Carbon Sciences: What if We Could Turn CO2 Into Gasoline?

RP Siegel | Wednesday February 23rd, 2011 | 7 Comments

Years ago, when I knew a lot less than I do now about sustainability, I found myself thinking that if only there was a way to turn CO2 into something useful, that could be a great money maker that would also go a long way to mitigating our climate change problem.

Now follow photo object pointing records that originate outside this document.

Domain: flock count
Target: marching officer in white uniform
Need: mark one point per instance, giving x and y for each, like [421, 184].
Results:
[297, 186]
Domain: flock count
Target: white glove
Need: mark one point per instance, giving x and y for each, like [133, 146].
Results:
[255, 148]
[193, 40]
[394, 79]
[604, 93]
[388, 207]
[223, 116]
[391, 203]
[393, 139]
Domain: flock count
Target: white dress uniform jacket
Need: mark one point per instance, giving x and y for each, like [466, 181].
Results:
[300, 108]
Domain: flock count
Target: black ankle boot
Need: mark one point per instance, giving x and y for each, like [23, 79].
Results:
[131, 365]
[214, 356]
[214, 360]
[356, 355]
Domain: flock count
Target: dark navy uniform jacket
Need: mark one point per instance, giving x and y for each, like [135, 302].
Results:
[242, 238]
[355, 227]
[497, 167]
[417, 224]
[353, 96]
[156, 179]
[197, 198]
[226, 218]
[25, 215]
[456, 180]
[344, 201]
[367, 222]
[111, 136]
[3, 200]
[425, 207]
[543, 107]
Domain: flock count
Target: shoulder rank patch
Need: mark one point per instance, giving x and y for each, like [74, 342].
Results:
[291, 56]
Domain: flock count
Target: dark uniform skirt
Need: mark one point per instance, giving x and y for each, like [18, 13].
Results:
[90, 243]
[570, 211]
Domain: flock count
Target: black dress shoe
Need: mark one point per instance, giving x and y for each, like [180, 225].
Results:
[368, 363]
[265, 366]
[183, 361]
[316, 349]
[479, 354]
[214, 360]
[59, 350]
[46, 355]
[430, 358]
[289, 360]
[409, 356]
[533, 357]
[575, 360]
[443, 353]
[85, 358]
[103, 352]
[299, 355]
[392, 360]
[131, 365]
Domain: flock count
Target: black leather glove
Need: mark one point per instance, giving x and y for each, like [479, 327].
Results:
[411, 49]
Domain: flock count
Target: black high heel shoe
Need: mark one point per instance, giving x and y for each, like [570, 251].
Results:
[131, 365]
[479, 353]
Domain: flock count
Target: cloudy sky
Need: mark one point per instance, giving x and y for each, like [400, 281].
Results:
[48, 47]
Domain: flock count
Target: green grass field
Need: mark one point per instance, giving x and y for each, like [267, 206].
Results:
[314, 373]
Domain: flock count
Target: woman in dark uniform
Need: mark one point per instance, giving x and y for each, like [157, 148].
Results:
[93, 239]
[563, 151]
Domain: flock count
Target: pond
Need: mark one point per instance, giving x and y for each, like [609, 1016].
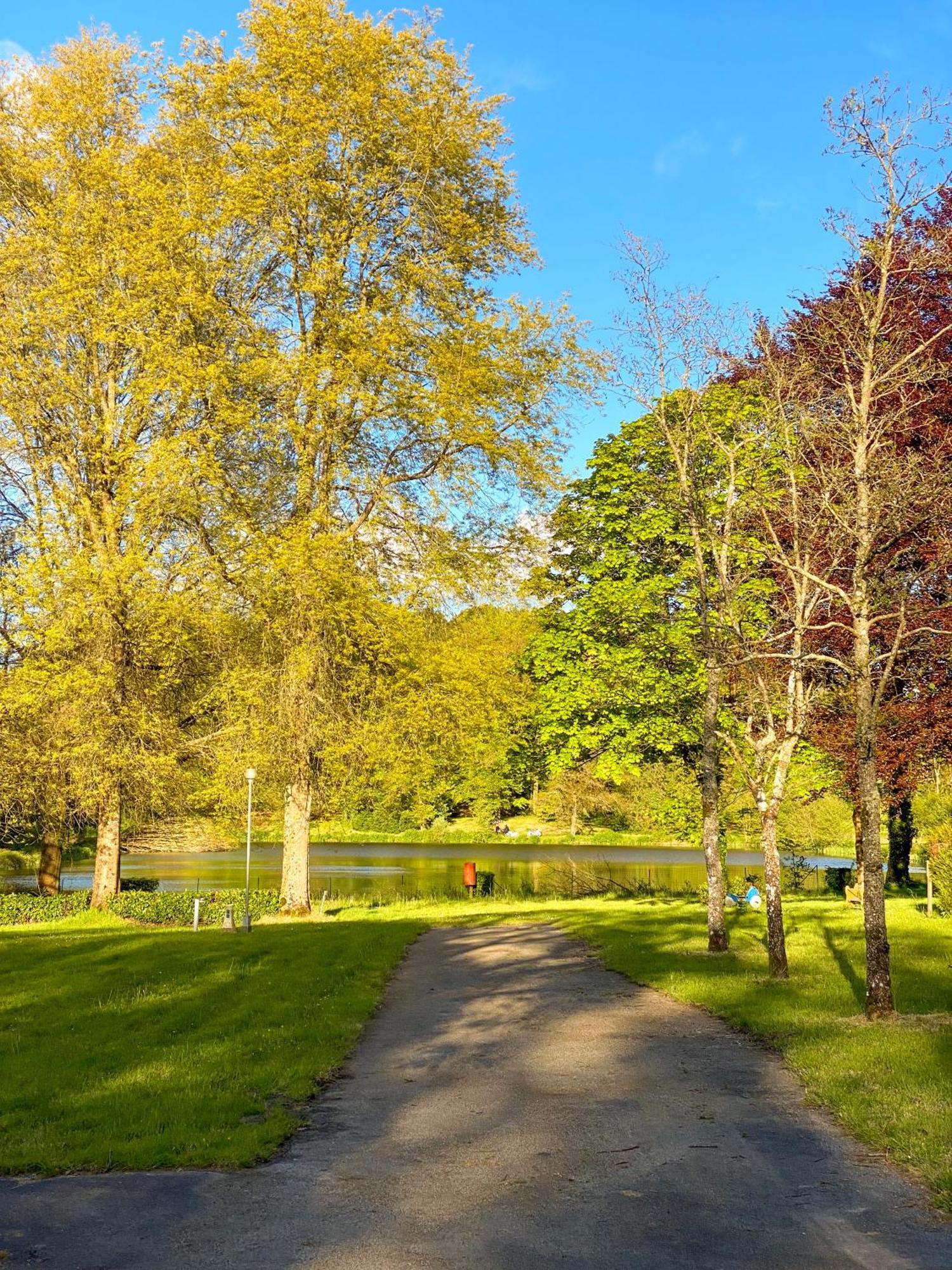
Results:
[390, 869]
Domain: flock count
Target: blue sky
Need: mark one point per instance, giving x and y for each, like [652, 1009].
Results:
[694, 124]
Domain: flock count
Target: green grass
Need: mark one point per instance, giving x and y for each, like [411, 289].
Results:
[133, 1048]
[124, 1047]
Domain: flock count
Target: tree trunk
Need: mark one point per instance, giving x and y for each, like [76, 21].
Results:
[776, 939]
[295, 866]
[710, 812]
[106, 872]
[902, 832]
[879, 984]
[50, 863]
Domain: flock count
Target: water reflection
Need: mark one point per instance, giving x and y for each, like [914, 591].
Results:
[389, 869]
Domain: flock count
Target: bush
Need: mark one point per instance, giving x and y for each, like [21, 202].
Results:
[177, 907]
[838, 879]
[22, 906]
[139, 885]
[941, 868]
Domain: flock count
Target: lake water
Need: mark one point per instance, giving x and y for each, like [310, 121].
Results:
[389, 869]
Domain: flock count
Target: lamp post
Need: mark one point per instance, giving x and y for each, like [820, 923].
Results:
[247, 921]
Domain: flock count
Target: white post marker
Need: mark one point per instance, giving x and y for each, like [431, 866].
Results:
[247, 920]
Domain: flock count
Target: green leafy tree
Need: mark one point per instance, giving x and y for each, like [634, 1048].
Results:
[378, 389]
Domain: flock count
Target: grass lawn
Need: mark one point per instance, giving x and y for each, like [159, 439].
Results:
[129, 1047]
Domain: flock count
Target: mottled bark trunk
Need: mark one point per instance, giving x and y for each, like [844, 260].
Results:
[50, 863]
[295, 866]
[902, 832]
[776, 939]
[106, 872]
[879, 984]
[711, 813]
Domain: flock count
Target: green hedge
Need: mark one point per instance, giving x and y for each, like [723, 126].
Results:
[176, 907]
[155, 909]
[21, 906]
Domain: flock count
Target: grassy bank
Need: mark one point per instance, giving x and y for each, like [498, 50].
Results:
[124, 1047]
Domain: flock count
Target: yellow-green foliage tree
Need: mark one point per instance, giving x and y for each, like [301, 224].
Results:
[453, 725]
[384, 403]
[100, 324]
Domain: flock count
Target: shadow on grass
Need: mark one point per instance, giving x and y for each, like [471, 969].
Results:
[846, 967]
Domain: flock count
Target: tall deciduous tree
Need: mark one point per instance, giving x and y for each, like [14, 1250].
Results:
[96, 340]
[383, 393]
[878, 474]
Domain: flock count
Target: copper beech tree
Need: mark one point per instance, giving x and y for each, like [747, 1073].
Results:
[857, 365]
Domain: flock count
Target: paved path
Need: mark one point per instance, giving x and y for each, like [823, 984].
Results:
[515, 1107]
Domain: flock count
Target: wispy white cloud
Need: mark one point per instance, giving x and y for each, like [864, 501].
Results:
[11, 51]
[682, 152]
[13, 62]
[885, 50]
[519, 77]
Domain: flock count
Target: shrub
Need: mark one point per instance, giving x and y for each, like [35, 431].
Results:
[22, 906]
[838, 879]
[177, 907]
[139, 885]
[941, 867]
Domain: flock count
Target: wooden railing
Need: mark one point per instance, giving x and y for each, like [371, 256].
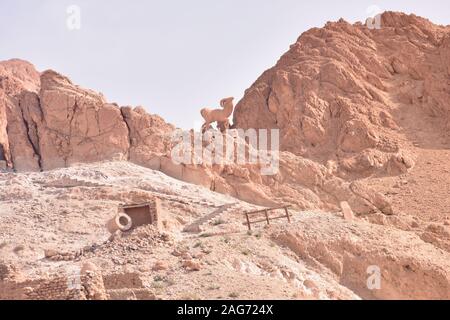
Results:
[267, 218]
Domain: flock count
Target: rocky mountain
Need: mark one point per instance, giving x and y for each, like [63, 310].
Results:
[363, 117]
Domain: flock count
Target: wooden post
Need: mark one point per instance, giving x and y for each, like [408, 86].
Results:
[267, 216]
[248, 222]
[287, 214]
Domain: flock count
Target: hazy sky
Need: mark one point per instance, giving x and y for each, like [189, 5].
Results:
[174, 57]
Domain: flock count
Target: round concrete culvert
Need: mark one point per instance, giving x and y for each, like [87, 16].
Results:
[120, 222]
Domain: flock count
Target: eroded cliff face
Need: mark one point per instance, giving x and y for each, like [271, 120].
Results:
[347, 100]
[55, 124]
[342, 94]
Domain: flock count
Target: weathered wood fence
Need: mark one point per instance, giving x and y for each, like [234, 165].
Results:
[267, 217]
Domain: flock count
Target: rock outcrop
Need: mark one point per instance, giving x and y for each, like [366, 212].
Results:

No doubt that’s what the folks at Carbon Sciences were thinking when they decided to pursue development of a liquid fuel that could be produced from a mixture of carbon dioxide and natural gas. They have now succeeded calling the resulting fuel CO2-GTL (CO2 gas to liquid) gasoline. This is not an entirely new idea. A process for converting CO2 and natural gas into liquid fuel had already existed before. In fact, it was derived from the coal to liquid Fischer-Tropsch process that the Germans used during WWII. But the process was energy intensive, expensive and dirty.


What the folks at Carbon Sciences have done is by incorporating a novel catalyst developed at the University of Saskatchewan and using a membrane reactor, they are able to eliminate a number of steps from the process which can now operate at a lower energy level while releasing little or no CO2 to the atmosphere and with minimal coking, a major problem in earlier efforts. The resulting high octane gasoline will contain no NOx, SOx or heavy metals, nor will it need any toxic MTBE-type additives. This is some impressive science that will no doubt prove beneficial as we work our way through the energy maze that lies ahead.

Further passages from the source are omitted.